4 function calls in 0.112 seconds
Ordered by: standard name
ncalls tottime percall cumtime percall filename:lineno(function)
1 0.000 0.000 0.112 0.112 <string>:1(<module>)
1 0.000 0.000 0.112 0.112 {built-in method builtins.exec}
1 0.000 0.000 0.000 0.000 {method 'disable' of '_lsprof.Profiler' objects}
1 0.112 0.112 0.112 0.112 {method 'masked_scatter_' of 'torch._C._TensorBase' objects}
4 function calls in 0.000 seconds
Ordered by: standard name
ncalls tottime percall cumtime percall filename:lineno(function)
1 0.000 0.000 0.000 0.000 <string>:1(<module>)
1 0.000 0.000 0.000 0.000 {built-in method builtins.exec}
1 0.000 0.000 0.000 0.000 {built-in method where}
1 0.000 0.000 0.000 0.000 {method 'disable' of '_lsprof.Profiler' objects}
Using CPU has a similar result. Besides, torch.where has a lower memory usage (not shown in the result above) despite I am using a inplace masked_scatter_. Why would this happen?
Note that CUDA operations are executed asynchronously, so you would have to synchronize the code before starting and stopping timers.
I’m not deeply familiar with cProfile, but assume that it doesn’t synchronize the GPU internally.

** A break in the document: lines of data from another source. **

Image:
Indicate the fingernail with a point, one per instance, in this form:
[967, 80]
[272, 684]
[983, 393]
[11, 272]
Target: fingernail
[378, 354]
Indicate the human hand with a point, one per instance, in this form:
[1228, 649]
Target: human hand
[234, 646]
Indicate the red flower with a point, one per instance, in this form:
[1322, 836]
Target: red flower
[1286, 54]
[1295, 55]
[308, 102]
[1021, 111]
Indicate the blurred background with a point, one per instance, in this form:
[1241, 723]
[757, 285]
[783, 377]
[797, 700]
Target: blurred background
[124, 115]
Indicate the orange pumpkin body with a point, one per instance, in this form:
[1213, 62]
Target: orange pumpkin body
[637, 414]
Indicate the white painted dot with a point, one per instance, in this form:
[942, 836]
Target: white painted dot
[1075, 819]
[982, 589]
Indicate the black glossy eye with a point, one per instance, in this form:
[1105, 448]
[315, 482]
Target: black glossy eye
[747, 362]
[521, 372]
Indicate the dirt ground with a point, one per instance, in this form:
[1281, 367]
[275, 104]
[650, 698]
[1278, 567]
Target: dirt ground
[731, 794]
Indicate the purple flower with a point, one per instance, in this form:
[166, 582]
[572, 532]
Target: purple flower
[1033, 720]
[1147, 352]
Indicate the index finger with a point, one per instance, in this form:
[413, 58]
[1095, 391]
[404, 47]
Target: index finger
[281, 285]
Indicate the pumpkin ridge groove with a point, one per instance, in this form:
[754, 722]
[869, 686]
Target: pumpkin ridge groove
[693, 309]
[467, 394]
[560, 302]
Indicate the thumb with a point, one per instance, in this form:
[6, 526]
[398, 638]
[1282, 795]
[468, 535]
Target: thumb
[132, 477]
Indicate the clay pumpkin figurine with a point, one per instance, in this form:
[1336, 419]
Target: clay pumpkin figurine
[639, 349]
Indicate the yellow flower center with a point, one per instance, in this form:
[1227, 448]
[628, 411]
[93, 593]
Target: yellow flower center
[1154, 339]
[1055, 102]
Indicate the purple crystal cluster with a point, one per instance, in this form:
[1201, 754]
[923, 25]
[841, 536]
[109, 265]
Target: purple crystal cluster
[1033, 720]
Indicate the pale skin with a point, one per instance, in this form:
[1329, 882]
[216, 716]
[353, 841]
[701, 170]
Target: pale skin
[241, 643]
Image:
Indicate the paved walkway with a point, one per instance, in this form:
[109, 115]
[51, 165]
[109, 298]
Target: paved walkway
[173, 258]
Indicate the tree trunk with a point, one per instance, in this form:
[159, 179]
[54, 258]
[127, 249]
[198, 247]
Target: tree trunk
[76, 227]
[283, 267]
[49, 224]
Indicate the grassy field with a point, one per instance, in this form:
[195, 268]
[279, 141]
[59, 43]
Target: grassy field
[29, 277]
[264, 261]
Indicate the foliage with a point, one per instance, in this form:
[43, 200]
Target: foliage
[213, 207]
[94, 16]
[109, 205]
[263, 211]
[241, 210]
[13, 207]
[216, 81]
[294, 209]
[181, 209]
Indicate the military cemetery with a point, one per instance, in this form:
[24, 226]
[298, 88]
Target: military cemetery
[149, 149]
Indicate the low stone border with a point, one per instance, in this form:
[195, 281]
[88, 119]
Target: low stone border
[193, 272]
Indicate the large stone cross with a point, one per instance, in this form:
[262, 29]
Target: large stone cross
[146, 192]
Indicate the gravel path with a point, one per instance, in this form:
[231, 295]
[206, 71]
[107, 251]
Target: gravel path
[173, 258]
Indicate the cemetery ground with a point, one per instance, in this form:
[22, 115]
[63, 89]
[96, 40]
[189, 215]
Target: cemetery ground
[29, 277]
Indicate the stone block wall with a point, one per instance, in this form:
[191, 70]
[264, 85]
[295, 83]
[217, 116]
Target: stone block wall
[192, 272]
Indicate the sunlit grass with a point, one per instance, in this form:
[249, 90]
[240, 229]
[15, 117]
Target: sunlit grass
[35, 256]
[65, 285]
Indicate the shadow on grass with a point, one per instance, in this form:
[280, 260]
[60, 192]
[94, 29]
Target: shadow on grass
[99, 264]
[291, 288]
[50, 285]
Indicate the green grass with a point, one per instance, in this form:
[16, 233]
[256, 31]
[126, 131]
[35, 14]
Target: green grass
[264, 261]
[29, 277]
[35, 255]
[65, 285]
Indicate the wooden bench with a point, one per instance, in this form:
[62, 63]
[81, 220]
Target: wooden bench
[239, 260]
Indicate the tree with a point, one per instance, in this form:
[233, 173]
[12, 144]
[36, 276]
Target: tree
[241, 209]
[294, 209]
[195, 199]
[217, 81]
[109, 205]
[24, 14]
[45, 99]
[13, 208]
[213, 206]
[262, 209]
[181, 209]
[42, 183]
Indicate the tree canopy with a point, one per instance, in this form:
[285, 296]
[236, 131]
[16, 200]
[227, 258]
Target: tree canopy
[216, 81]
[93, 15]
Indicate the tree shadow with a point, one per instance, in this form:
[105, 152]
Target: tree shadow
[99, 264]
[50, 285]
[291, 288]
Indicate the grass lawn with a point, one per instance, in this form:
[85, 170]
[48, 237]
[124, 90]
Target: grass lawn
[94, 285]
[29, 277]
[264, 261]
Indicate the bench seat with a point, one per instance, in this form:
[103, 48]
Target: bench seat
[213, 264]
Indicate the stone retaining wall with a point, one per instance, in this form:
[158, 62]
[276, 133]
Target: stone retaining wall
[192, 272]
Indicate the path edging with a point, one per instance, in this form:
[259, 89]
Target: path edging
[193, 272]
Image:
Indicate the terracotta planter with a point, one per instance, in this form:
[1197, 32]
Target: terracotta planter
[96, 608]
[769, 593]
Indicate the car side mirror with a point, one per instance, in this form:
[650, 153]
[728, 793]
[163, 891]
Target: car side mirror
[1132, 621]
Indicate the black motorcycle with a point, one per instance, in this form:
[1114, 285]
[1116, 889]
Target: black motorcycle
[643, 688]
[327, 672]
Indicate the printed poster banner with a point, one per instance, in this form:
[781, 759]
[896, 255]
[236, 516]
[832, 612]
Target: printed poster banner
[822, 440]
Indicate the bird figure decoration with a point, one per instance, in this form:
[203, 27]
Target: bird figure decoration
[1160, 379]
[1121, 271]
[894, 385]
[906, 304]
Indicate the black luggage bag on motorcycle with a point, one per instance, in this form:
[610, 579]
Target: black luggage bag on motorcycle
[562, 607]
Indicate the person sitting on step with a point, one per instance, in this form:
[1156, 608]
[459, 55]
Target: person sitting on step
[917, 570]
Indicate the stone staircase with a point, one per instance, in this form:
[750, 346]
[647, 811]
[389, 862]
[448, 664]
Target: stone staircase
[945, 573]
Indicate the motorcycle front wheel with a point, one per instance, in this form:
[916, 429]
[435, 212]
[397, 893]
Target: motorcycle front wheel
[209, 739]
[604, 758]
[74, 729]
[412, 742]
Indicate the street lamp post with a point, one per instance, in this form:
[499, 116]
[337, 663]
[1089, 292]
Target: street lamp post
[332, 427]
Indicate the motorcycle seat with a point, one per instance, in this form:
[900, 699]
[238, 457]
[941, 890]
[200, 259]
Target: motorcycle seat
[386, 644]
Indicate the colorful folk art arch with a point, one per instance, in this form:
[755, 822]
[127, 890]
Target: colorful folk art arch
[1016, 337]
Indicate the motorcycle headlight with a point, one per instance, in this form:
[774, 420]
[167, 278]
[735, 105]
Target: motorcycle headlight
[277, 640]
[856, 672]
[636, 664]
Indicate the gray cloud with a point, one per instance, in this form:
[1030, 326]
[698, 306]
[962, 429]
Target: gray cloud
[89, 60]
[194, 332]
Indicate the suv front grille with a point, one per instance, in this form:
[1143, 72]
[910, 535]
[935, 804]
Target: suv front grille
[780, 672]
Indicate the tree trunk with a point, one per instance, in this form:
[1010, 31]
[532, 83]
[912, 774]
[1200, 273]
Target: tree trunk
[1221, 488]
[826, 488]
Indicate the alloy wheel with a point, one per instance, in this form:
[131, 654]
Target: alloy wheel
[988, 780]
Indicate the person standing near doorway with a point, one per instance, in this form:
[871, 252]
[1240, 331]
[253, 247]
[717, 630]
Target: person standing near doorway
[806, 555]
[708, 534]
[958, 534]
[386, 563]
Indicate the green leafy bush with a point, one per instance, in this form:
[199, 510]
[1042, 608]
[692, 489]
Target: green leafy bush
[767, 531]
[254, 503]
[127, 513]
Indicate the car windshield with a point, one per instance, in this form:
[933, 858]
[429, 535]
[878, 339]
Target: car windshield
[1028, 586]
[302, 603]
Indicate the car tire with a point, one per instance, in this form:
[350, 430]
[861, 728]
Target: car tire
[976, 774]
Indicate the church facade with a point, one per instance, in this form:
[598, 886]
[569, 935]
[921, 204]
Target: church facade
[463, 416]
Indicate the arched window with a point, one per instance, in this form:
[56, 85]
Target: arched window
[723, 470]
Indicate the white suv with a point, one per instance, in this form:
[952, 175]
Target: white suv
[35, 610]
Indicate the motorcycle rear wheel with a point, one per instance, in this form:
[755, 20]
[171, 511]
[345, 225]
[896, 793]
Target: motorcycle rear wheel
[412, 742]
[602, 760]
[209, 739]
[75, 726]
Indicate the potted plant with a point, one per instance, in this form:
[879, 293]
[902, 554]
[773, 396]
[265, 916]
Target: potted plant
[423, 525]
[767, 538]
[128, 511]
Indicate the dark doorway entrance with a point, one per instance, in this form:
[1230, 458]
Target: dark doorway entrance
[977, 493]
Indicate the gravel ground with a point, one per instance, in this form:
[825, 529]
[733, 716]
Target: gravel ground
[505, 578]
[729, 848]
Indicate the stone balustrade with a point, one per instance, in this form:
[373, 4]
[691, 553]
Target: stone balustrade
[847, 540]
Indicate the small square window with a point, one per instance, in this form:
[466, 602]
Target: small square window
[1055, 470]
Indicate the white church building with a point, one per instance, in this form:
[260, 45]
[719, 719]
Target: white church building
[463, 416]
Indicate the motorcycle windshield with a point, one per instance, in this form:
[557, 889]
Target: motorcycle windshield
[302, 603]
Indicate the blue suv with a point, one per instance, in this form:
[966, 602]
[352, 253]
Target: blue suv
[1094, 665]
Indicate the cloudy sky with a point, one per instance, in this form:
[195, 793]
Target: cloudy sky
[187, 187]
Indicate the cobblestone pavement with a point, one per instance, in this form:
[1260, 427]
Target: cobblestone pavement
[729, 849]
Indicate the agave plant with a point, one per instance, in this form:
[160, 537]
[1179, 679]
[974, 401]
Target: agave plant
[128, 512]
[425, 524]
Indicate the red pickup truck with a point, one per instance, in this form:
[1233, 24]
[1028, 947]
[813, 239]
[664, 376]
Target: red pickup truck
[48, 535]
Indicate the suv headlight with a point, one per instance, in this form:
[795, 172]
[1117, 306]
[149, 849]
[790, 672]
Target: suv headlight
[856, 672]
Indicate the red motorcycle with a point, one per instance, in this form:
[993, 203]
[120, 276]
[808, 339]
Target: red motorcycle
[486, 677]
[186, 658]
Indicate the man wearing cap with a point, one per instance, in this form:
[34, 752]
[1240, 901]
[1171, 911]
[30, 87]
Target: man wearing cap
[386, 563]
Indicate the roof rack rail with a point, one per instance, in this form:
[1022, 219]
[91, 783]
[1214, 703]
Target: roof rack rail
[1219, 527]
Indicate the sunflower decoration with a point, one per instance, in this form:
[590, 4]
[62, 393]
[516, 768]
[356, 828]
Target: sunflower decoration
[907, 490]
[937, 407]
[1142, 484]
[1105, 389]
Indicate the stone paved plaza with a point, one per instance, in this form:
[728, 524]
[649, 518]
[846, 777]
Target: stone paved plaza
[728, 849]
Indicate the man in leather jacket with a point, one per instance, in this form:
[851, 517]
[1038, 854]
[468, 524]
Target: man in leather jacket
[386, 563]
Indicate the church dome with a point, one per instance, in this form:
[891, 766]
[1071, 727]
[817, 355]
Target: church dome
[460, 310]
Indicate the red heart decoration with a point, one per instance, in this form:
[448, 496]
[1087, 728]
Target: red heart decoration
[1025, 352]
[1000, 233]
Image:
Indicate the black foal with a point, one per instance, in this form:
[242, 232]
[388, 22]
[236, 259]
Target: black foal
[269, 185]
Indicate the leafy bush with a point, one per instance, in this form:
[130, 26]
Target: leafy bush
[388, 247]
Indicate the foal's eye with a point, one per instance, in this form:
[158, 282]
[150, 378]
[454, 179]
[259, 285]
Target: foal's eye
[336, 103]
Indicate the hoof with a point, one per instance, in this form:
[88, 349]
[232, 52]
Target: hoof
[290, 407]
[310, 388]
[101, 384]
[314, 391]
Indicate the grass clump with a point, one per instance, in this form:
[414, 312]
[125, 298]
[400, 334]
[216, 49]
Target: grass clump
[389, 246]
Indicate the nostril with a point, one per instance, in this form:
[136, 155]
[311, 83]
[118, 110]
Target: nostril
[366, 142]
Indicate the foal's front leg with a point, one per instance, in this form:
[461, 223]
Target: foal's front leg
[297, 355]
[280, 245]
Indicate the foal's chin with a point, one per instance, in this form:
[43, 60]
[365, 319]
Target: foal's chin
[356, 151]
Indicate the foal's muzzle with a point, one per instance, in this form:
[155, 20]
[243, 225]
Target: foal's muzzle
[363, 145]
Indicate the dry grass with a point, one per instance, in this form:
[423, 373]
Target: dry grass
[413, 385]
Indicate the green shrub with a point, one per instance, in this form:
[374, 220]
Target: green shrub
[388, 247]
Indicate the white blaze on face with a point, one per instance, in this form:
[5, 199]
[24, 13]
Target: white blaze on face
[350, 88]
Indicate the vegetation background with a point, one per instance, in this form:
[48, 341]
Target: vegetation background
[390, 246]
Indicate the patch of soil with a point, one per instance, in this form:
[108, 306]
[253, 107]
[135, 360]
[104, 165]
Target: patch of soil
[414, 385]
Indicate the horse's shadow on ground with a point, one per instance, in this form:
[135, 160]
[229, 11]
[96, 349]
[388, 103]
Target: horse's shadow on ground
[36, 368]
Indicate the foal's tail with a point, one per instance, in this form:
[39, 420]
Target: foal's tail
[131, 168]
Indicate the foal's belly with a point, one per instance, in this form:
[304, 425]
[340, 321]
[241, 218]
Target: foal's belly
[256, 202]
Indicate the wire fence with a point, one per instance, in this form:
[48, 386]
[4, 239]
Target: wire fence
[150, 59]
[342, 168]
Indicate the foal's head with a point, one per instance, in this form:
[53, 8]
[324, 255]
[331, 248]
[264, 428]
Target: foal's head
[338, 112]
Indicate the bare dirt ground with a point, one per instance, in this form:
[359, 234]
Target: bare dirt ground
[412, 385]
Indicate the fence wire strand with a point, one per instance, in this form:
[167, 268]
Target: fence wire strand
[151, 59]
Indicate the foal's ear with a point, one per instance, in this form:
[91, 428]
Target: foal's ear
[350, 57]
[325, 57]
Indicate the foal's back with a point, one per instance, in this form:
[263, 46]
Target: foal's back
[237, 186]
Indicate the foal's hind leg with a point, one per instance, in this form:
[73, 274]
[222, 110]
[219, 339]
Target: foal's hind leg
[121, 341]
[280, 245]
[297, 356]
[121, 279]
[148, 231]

The torch.utils.benchmark utils might be useful to compare different methods, as they will add warmup iterations and synchronize internally.
Yes, basically the same as what I got. Comparing where and x[condition] = y[condition], the advantage of where is that it has lower memory usage. I do not know how to get the benchmark, but I observed from my task manager.